En ese momento Tove y la señora Murtagh entraron con un cesto de huevos y un cubo de leche fresca. Murtagh estaba limpiando sus botas en la puerta, y esperando que le invitaran a beber su whisky del fin de la jornada. Matt Neylan los reunió a todos, sirvió las bebidas y anunció:
—No tengo la más mínima prueba, pero siento en los huesos que esta noche habrá problemas. De modo que propongo lo siguiente…
En Roma, a las siete de la misma tarde, monseñor Gerard Hopgood depositó sobre el escritorio del Pontífice el texto definitivo de la alocución, y dijo:
—Santidad, eso es todo. He verificado hasta la última coma. Ahora, con todo respeto, sugiero que salga usted de aquí y pase una noche tranquila. Mañana será un día pesado.
—Gerard, no debe preocuparse.
—Me preocupo, Santidad. Mi tarea es mantenerlo de pie, con la mente clara, un texto adecuado y una actitud de confianza absoluta. A propósito, he ordenado a su asistente que le afeite a las seis y media de la mañana, y que le retoque un poco los cabellos.
—¿Y no ha pensado que eso es presuntuoso?

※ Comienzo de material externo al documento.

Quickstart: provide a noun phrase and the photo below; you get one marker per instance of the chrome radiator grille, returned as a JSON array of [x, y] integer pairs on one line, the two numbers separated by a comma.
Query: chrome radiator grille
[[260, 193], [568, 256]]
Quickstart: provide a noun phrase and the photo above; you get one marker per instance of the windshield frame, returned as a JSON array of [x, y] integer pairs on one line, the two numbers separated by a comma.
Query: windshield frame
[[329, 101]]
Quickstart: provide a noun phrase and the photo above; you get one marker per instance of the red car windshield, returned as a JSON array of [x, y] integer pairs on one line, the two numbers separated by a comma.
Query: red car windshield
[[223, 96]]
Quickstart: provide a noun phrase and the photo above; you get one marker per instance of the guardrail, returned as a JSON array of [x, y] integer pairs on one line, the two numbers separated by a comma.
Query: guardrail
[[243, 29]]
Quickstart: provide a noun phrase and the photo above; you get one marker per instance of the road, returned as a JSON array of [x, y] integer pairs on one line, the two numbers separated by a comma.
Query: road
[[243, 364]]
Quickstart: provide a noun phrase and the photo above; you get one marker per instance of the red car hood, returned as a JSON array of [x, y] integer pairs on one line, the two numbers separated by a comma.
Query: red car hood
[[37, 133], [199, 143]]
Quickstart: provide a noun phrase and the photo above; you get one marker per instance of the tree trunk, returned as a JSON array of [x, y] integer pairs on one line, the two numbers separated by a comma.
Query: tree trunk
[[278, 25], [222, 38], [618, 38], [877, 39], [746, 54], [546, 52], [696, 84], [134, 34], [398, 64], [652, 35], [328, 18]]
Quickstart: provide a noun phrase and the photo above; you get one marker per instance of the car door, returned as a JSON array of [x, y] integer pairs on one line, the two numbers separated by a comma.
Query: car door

—Lo he pensado, Santidad; pero después me he dicho que es preferible arriesgarme a sufrir su cólera si es necesario para lograr que tenga buen aspecto cuando se presente ante el consistorio. Si me perdona otra presunción, tenemos un texto muy elegante, y merece contar con un portavoz muy elegante.
—Y eso, mi estimado señor Hopgood, revela un enfoque muy mundano.
—Lo sé; pero Su Santidad hablará ante gente que conoce muy bien las formas mundanas. Le rinden homenaje y obediencia; pero de todos modos recordarán que ellos son los príncipes que le eligieron, y que si usted no hubiese sobrevivido, habrían elegido a otro en su lugar.
Era el discurso más audaz que había pronunciado nunca y un reproche estuvo a punto de brotar de los labios de su jefe. No se manifestó, porque el propio Hopgood adoptó una actitud de sumisión instantánea.
—Discúlpeme, Santidad. Eso ha sido impertinente; pero estoy preocupado por usted. Estoy preocupado por el trabajo que usted comienza en una etapa tan tardía de la vida. Pertenezco a otra generación. Entiendo la necesidad de lo que usted quiere hacer, abrigo la esperanza de que su plan se realice. Y advierto con cuánta facilidad es posible deformar y frustrar lo que usted piensa. Le ruego que me perdone.
—Hijo mío, está perdonado. Sé tan bien como usted que nuestros mayores no son siempre los mejores; y aunque en el pasado a menudo la impuse, ya no creo que la obediencia debe ser ciega. Su verdadero pecado es la falta de confianza en Dios. No es fácil consagrarse a Él. Es como saltar de un avión sin paracaídas. Pero cuando usted lo ha hecho, como lo hice yo, sin saber si viviré o moriré, de pronto parece la cosa más natural del mundo. Aún padecemos sentimientos de ansiedad, la adrenalina continúa fluyendo para prepararnos, como hace con todos los animales, para el ataque o la defensa. Pero la serenidad esencial persiste, la convicción de que, vivos o muertos, la mano del Todopoderoso nunca nos abandona… ¿Con quién cenará esta noche?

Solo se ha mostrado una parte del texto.